Indian think tank and government agency

Vadodara Innovation Council (VIC) is the first city-based Innovation Council in India, associated with the National Innovation Council. Vadodara Innovation Council started functioning in May-2011 under the leadership of technocrat Dr. Madhu Mehta. VIC, a non-profit company, has the stated goal "To build Innovative, Curious and Questioning Society in Vadodara region".

==Vadodara as an Innovative city==
On 16 June 2013, Sam Pitroda has launched an initiative to make 'Vadodara as an Innovative city'.

==Tod Fod Jod Centre==

It has started 'Tod Fod Jod Centre' (TFJC) for school students, being the second such initiative in India after Delhi. IT is a unique initiative, where students open the device, understand the different parts, its working principles, scientific & engineering concepts behind it and then assemble it. In its first phase, the students experimented with a ceiling fan, computer, clock, bicycle and telephone.
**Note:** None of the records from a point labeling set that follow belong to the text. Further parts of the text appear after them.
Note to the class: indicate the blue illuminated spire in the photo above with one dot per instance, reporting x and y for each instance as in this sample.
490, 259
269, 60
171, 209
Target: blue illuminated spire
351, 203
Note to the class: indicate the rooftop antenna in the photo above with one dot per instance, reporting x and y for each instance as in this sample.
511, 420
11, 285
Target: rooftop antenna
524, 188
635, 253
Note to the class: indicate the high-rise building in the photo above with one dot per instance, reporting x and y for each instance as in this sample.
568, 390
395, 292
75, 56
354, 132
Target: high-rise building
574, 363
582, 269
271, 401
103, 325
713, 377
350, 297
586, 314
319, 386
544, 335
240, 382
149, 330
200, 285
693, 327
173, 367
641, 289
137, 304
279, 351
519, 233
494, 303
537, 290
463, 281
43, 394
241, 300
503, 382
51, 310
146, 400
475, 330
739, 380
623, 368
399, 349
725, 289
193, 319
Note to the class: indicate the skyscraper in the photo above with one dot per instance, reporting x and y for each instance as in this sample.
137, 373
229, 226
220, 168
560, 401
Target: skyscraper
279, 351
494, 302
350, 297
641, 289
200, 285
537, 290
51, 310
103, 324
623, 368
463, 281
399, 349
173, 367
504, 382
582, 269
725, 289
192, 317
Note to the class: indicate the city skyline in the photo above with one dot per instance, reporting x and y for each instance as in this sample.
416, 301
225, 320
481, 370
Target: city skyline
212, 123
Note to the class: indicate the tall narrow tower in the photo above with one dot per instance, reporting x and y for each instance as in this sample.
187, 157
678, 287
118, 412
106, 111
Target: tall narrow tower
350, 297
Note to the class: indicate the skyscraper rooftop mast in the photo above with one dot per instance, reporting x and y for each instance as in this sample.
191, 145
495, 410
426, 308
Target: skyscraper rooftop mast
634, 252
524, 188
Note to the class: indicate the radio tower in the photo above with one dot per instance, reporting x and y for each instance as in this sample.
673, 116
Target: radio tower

==Innovation partner to VCCI Expo 2014==
Vadodara Chamber of Commerce Industry (VCCI) has partnered with VIC for VCCI Expo 2014 (27 November 2014 – 1 December 2014), where 56 participants showcased their innovation or prototypes.

== Recognitions ==
The model is to be replicated in 1,000 cities of India. In its first phase 31 schools including 11 municipal (government) schools were covered.